Equinox

The past few days have been lovely. The sap is running furiously. Sunlight fills the house. Outback, in the woods, the first greenery of spring has risen to replace the departing snowbanks.

Given a spell of warm temperatures, and ample ground water,  Life’s green fire moves to fill the world. At first, this movement towards verdancy, seems hesitant. Nights are still cold, and snow can return. Only the most hardy of plants venture forth tendrils to bathe in the increasing light.  At the Equinox, the sun’s rays still falls at a steep angle, casting deep shadows throughout the forest.

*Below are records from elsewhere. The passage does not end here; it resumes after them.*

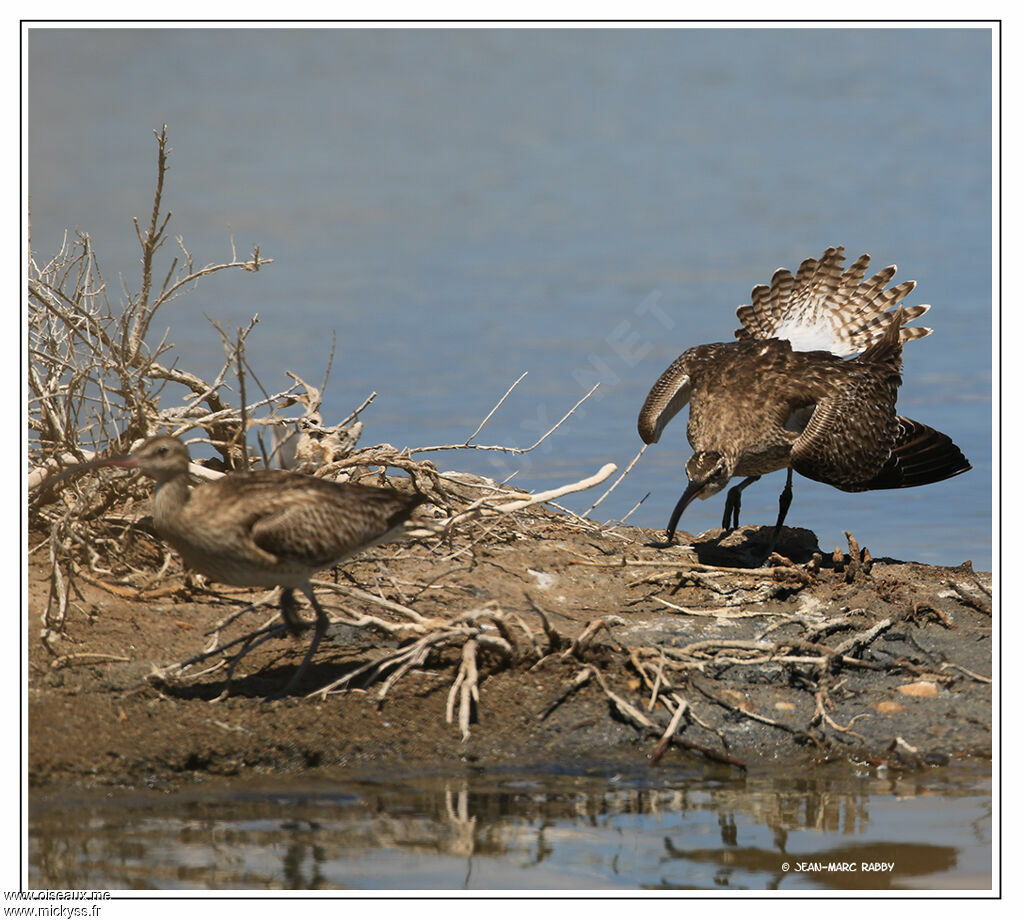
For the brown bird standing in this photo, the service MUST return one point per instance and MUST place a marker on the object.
(782, 397)
(265, 528)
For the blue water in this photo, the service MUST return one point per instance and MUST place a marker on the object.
(666, 830)
(462, 206)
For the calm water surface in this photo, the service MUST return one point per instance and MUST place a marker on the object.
(536, 832)
(459, 207)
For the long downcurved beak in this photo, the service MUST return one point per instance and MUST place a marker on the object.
(692, 489)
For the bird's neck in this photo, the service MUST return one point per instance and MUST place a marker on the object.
(169, 498)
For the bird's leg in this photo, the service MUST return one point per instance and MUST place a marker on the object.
(732, 503)
(323, 623)
(290, 613)
(783, 506)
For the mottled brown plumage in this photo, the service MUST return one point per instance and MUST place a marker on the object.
(761, 404)
(267, 528)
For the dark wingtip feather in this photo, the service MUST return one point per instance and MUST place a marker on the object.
(922, 455)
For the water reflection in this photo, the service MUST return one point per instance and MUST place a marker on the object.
(537, 832)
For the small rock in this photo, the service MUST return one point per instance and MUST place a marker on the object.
(920, 689)
(889, 707)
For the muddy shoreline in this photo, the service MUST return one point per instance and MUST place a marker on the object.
(847, 662)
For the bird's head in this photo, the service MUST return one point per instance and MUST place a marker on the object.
(161, 457)
(708, 473)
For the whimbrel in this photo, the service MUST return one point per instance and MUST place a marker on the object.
(781, 396)
(265, 528)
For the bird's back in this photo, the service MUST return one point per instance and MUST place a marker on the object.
(278, 528)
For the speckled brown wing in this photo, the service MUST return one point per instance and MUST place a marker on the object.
(321, 522)
(853, 429)
(670, 393)
(824, 307)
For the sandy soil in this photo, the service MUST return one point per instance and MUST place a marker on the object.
(822, 677)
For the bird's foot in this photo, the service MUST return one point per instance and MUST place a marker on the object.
(660, 545)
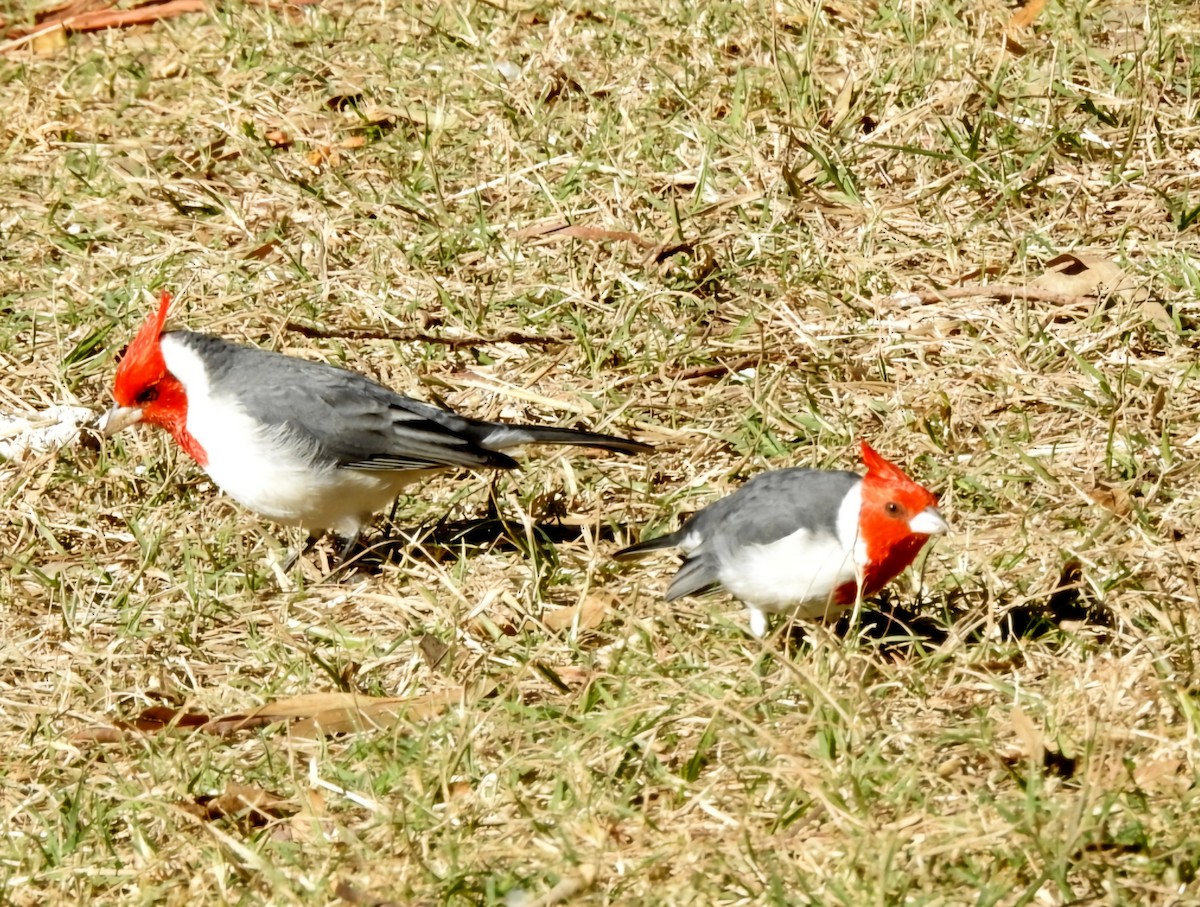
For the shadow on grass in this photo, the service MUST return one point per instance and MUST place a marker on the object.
(453, 539)
(900, 630)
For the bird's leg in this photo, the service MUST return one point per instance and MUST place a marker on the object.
(300, 552)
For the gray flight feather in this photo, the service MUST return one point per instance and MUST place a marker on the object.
(359, 424)
(768, 508)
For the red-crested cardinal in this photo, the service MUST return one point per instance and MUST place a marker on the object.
(803, 540)
(303, 443)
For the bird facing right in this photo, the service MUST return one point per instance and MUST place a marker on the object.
(803, 540)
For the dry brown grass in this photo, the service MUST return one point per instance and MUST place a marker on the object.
(791, 176)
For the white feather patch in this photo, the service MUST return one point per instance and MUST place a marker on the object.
(801, 571)
(268, 469)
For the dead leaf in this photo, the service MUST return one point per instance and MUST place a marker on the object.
(323, 155)
(27, 433)
(315, 715)
(561, 229)
(1083, 275)
(277, 138)
(244, 803)
(155, 720)
(259, 252)
(351, 894)
(49, 42)
(1157, 772)
(1114, 499)
(588, 614)
(1025, 14)
(1030, 736)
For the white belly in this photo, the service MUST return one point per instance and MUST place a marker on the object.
(796, 572)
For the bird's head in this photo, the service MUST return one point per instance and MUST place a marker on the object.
(897, 520)
(144, 390)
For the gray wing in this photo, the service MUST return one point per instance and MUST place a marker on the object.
(768, 508)
(348, 418)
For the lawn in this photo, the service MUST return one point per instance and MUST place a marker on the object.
(750, 234)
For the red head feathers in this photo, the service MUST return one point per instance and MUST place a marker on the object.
(145, 391)
(894, 511)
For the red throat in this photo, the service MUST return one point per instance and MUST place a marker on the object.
(143, 380)
(891, 499)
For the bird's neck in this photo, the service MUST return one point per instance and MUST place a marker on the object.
(888, 560)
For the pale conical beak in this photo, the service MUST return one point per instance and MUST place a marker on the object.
(120, 418)
(928, 522)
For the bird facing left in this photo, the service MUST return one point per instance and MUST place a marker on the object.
(303, 443)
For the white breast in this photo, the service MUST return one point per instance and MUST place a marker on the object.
(799, 571)
(268, 468)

In the days and weeks to come, the sun’s light will strengthen. In another ten weeks the soil will be warm enough to begin to put in the garden. We’ve already begun to peruse the greenhouses!

Thus, as we approach tomorrow’s Equinox, we are reminded that Nature stands on the fulcrum of the year: no longer winter, not quite spring. Here in Vermont we call this time “mud season”, the time when the deep frost of winter slowly leaves the ground and yields mud. Back roads become mires, challenging even for four-wheel drive vehicles. Yet, soon mud season, too, will be a memory, its  challenges the stuff of local legend and family humor.

Each moment of our lives is a fulcrum. In the next instant we will no longer be who we are now, nor who we will be in another moment. Life is flux. The Equinox reminds us that like all of Nature, all of Life, we are ever-changing. Because there is change, there is also hope.